# 1940's Monarch lathe ( maybe CK, 14" x 30" ??)  near Indianapolis



## rabler (Apr 11, 2021)

Found on Facebook Marketplace (not my ad, no association with seller). This appears to be a 40's era Monarch lathe, probably a CK, 14" x 30" actual size. I have one and it is a pretty nice machine to use if it is in reasonable shape. Seller claims "good condition"?? If so, $1500 is a great price.


----------



## MrWhoopee (Apr 12, 2021)

Wow!


----------



## markba633csi (Apr 12, 2021)

Wow is right, almost half of it is headstock + chuck


----------



## benmychree (Apr 12, 2021)

The CK that I had did not have the hinged speed change levers, but the rest of it looks just the same.


----------



## rabler (Apr 12, 2021)

benmychree said:


> The CK that I had did not have the hinged speed change levers, but the rest of it looks just the same.


My 1944 has the exact same levers.  What year was yours?
These things weigh about 3500lbs plus motor weight.  Typically 3ph 3HP but 5HP was an option.  Fairly low spindle speed range, I doubled mine with a 4 pole motor and VFD replacing the 6 pole motor.


----------



## benmychree (Apr 12, 2021)

rabler said:


> My 1944 has the exact same levers.  What year was yours?
> These things weigh about 3500lbs plus motor weight.  Typically 3ph 3HP but 5HP was an option.  Fairly low spindle speed range, I doubled mine with a 4 pole motor and VFD replacing the 6 pole motor.


I think that mine was 1943; it seems to me that I saw a build sheet for mine that indicated that there were multiple mix and match options for the machine as to headstocks, carriages tailstocks, taper attachments and other accessories.


----------



## Aurora Motor and Machine (Aug 17, 2021)

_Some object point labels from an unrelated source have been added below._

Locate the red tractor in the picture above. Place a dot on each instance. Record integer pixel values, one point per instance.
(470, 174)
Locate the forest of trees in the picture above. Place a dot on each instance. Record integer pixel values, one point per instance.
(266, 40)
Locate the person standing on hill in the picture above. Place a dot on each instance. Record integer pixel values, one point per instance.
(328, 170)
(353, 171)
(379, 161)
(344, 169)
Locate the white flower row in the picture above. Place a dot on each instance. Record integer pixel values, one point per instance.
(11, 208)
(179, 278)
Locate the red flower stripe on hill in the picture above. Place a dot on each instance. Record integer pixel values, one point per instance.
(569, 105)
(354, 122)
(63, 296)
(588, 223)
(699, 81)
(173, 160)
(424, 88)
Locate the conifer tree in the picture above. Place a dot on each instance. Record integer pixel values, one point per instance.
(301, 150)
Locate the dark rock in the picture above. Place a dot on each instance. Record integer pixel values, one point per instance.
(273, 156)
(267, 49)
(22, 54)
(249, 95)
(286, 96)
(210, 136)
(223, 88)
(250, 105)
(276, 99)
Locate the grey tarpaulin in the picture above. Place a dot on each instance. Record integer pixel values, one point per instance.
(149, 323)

Mine is a 1947, CK 12".  Ours is leaking oil out of the bottom of the front spindle. Do you know if there is a seal or bearing there? If so, do you have any knowledge on repairing/replacing it?

Bud


----------



## MrWhoopee (Aug 17, 2021)

Aurora Motor and Machine said:


> Mine is a 1947, CK 12".  Ours is leaking oil out of the bottom of the front spindle. Do you know if there is a seal or bearing there? If so, do you have any knowledge on repairing/replacing it?
> 
> Bud


Probably best to post this to the Monarch sub-forum. It will get more eyes there.








						MONARCH MACHINE TOOL CO.
					

Discuss any issues dealing with Tormach, Monarch, and Standard-Modern machines in this forum.




					www.hobby-machinist.com


----------



## Aurora Motor and Machine (Aug 17, 2021)

Thanks!!


----------